The largest weather event to cause injuries are clearly Tornadoes, with over 91,000 in total. This is a significant number when you consider the next major event to cause injuries are wind caused by Thunderstorms with 6,957 in comparison. Other events with similar numbers to Thunderstorm Winds are Floods, Excessive Heat and Lightning.

Fatalities

ggplot(totalFatalities, aes(x = EVTYPE, y = FATALITIES)) + 
    geom_bar(stat = "identity", fill = "red") + 
    theme(axis.text.x = element_text(angle = 90, hjust = 1)) + 
    xlab("Event Type") + ylab("Fatalities") + ggtitle("Number of fatalities per Top 15 event types")

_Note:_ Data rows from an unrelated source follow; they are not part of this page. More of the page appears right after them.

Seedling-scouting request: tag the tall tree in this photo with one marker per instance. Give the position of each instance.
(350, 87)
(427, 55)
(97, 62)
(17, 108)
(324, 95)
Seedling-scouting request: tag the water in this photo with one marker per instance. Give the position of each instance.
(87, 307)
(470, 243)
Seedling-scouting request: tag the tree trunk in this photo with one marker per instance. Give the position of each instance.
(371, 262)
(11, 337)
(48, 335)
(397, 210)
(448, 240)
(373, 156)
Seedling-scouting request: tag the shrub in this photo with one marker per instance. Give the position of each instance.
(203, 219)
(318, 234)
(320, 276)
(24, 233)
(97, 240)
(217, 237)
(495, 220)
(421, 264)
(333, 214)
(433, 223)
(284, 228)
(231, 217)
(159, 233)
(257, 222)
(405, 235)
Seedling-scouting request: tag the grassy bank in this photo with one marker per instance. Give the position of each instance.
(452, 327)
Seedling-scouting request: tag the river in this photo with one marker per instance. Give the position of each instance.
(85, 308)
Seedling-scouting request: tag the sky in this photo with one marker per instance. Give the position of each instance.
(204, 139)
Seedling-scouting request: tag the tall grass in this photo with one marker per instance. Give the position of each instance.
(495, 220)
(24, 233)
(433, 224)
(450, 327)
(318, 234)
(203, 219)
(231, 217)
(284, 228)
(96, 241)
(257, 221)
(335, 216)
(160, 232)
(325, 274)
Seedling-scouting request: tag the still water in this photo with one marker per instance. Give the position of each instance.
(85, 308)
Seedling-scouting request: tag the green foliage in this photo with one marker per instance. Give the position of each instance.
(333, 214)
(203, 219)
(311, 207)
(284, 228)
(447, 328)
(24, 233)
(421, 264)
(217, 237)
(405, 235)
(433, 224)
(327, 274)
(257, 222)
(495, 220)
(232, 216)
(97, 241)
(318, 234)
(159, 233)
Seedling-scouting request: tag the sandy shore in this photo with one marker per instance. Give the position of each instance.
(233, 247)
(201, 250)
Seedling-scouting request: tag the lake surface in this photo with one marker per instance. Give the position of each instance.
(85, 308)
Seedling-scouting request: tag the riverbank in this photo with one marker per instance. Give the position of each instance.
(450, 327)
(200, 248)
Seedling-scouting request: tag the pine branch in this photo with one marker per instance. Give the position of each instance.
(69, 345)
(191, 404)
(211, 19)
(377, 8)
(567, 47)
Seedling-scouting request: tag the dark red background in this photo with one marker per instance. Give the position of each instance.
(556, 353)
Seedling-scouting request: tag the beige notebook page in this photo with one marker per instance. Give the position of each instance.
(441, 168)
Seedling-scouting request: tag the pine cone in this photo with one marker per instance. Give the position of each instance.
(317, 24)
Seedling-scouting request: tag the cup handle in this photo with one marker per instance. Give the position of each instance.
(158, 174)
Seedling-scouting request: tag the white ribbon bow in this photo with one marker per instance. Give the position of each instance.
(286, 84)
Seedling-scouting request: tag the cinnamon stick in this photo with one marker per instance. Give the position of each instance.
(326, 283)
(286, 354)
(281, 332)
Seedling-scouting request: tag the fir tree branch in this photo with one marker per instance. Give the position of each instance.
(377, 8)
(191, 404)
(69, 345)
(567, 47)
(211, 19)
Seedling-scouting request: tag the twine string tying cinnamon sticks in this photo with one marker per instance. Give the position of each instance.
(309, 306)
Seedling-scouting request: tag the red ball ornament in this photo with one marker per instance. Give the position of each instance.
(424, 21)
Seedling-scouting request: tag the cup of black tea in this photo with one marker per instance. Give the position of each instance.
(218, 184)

The largest weather event to cause fatalities are Tornadoes (as we saw with injuries caused) with 5,633 in total. Tornadoes are out in front significantly with the second deadliest event in this case being Excessive Heat with 1,903 in total. Other major events to cause fatalities are Flash Floods, Heat and Lightning.

Property and Crop damage

ggplot(economicImpact, aes(x = EVTYPE, y = DAMAGE)) + 
        geom_bar(stat = "identity", fill = "green") + 
        theme(axis.text.x = element_text(angle = 90, hjust = 1)) + 
        xlab("Event Type") + ylab("Damages in $") + ggtitle("Damages in $ per Top 15 event types")

The greatest economic damage is caused by Flooding. It represents almost double of what is caused Hurricanes and Typhoons, which are next on the list. Tornadoes and Storm Surges also feature heavily in terms of economic damage.